Para um de meus tios era emblemática a sangrenta noite na qual ocorreu o embate entre manifestantes paulistas e tropas federais ligadas ao Partido Popular Paulista (PPP). O evento, ocorrido em 23 de maio de 32, foi uma das razões que desencadearam a Revolução. Na ocasião aconteceu a tentativa de manifestantes de invadir a sede do PPP, localizada na esquina da Rua Barão de Itapetininga com a Praça da República. Os governistas reagiram com fuzilaria e granadas. Como não poderia deixar de ser do tiroteio restaram vítimas. Quatro delas, Martins, Miragaia, Dráuzio e Camargo, legaram as iniciais de seus nomes ao movimento que passou a ser conhecido como M.M.D.C. A sigla representava os mártires da causa Constitucionalista. A partir de 9 de julho o M.M.D.C. passou a recrutar voluntários para o combate, dando a eles treinamento, além de arrecadar fundos para o conflito.
Muitas vezes ouvi meu tio repetir os nomes dos rapazes mortos naquele 23 de maio. Repetia-os com emoção. Martins, Miragaia, Dráuzio e Camargo faziam parte do passado não só dele como do povo paulista. De minha tia ouvi sobre a participação das mulheres no conflito. Muitas delas trabalharam na indústria bélica, atuaram como costureiras, enfermeiras, enquanto algumas participaram diretamente dos conflitos.
Um de meus tios participou de combates. Era militar. Distinguiu-se por atos de bravura razão pela qual recebeu promoções em sua carreira militar. Isso soube através de minhas tias porque ele mesmo jamais falou sobre o assunto.
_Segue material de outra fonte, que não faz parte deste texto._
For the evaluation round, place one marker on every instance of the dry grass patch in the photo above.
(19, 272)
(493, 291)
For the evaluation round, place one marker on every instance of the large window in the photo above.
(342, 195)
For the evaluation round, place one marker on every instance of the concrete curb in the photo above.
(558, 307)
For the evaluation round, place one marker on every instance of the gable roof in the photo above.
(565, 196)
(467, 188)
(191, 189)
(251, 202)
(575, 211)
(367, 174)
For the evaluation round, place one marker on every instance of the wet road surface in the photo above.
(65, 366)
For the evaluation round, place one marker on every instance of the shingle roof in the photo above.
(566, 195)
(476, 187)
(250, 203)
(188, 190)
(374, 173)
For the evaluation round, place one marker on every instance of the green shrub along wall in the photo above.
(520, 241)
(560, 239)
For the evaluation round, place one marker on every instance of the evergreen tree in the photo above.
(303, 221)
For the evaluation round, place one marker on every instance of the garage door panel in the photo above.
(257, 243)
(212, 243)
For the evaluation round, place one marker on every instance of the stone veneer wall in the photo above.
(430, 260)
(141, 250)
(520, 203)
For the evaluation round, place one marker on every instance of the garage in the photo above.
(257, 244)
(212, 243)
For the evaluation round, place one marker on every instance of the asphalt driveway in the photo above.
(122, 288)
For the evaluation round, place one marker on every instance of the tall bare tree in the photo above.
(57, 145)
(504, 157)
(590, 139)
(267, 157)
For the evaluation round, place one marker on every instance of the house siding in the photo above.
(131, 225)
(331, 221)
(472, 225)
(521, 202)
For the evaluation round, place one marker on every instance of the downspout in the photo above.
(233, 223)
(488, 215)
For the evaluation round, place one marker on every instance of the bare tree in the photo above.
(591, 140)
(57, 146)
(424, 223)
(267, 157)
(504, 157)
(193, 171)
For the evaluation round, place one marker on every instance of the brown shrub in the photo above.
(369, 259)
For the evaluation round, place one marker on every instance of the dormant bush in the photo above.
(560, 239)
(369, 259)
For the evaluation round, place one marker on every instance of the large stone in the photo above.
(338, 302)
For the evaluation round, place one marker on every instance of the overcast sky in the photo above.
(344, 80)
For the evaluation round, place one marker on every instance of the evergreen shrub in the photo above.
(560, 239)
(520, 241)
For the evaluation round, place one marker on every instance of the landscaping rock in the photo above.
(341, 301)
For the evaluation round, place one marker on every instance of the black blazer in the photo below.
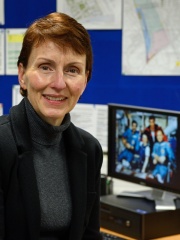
(19, 199)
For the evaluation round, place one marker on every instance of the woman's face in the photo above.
(54, 80)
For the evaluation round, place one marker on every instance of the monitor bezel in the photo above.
(112, 107)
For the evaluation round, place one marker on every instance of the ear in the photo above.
(21, 76)
(85, 83)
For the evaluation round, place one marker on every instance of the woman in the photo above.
(50, 169)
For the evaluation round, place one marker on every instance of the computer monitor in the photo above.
(143, 147)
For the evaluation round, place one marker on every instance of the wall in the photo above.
(107, 83)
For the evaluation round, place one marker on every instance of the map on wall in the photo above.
(151, 37)
(93, 14)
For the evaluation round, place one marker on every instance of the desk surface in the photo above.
(174, 237)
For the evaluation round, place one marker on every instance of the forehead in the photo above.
(51, 49)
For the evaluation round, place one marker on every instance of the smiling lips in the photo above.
(55, 98)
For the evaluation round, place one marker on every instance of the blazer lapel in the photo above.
(77, 165)
(26, 171)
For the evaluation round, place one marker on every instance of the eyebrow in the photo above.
(53, 62)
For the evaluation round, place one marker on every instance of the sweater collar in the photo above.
(42, 132)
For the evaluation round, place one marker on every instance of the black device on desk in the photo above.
(137, 217)
(108, 236)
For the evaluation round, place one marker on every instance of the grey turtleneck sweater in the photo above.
(51, 171)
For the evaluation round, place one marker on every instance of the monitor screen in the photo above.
(142, 146)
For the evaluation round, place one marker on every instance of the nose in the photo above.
(59, 81)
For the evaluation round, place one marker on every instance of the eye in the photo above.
(45, 68)
(72, 71)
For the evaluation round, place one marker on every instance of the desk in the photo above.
(174, 237)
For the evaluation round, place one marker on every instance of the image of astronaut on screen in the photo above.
(146, 145)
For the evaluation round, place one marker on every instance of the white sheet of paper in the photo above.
(14, 38)
(94, 14)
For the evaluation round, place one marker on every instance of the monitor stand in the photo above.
(163, 200)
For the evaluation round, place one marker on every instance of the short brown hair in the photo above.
(63, 30)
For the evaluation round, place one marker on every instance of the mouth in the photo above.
(58, 99)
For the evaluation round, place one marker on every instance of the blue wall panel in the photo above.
(107, 83)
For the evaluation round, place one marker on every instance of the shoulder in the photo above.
(79, 138)
(4, 119)
(87, 137)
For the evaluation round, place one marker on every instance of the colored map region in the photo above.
(154, 34)
(151, 37)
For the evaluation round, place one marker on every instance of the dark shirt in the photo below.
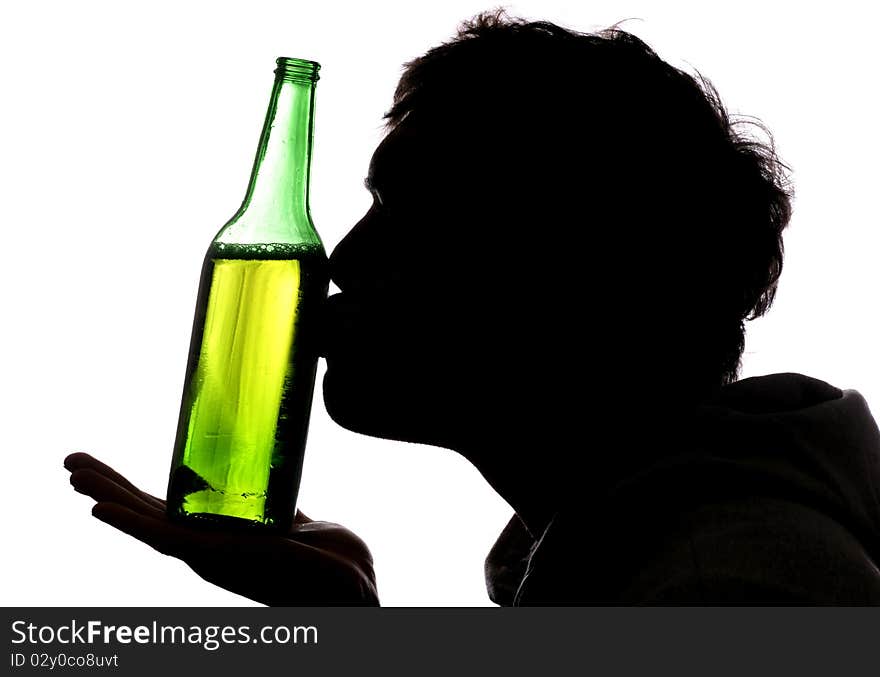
(768, 494)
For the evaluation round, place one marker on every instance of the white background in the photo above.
(127, 132)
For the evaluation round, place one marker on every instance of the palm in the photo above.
(316, 563)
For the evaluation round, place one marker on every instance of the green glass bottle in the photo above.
(251, 372)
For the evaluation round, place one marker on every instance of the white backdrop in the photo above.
(127, 132)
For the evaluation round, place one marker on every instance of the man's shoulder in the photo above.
(743, 551)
Distanciados em relação ao tempo em que os acontecimentos ocorreram restam-nos as novas interpretações dos acontecimentos que elencam, entre outros fatores, a atuação da classe dominante, as circunstâncias sociais, as dificuldades do trabalho e a incitação o brio dos paulistas. Entretanto, aos que tiveram oportunidade de conhecer pessoas que participaram do conflito restam memórias da emoção com que se recordavam daqueles dias. Mantinha-se naquelas pessoas o amor pelo Estado e a vigência do ideal constitucionalista.